Electrolysis is suitable for ALL hairs, and ALL skin types – but ideally for those smaller areas, for women it’s typical areas of the face (lip, chin, sides of cheeks), breasts and abdomen. For men, it’s typically the tops of the back, shoulders, and top of nose. Larger areas are not recommended as it would be very time consuming, as electrolysis is done hair by hair.
The amount of treatments needed varies between each client, area treated and density of hair. As well as those factors, each hair may be at a different growth cycle, so it may take a few treatments before the hair is at the anagen stage again. That is why it is important to be persistent with electrolysis, you want to keep treating those hairs, catch them in that active growth period, and banish them for good!
Now is electrolysis sore? truly – it depends on the area being treated, and the clients pain tolerance – but typically not really. The insertion of the needle into the hair follicle should be unfelt, when the current it applied you may feel slight heat for a few seconds, then the hair is ready to be slide out of the follicle with no tugging or “plucking” sensation. Areas like the bridge of the nose, or the center of the lip are slightly more tender than your chin or sides of face – yet it shouldn’t feel ‘painful’.

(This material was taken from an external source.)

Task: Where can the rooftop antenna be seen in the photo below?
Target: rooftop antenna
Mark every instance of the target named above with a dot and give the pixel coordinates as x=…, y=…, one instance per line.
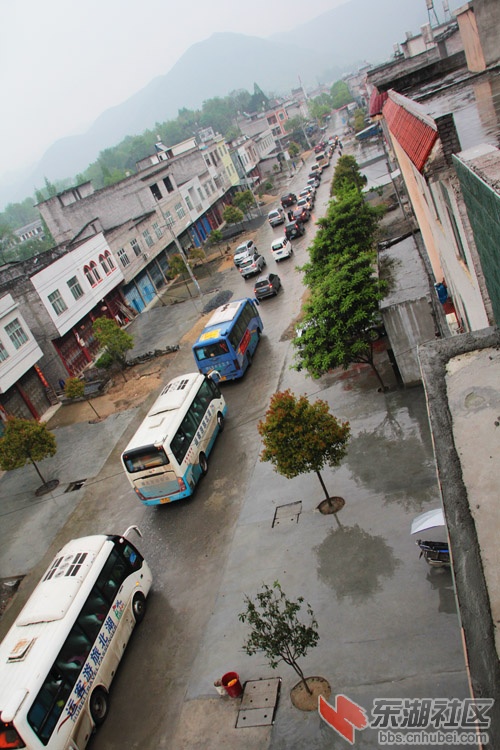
x=430, y=8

After your treatment of electrolysis it is recommended to keep the area clean. Ideally, no make-up application for 12 hours, no swimming/sunbathing for 12 hours, and try to keep away from perfumed scents or lotions. Your skin may have slight erythema, and raised bumps may be noticeable, but do not be alarmed as this is normal. Any other concerns about the area after treatment, contact your electrolygist as they can advise you as needed.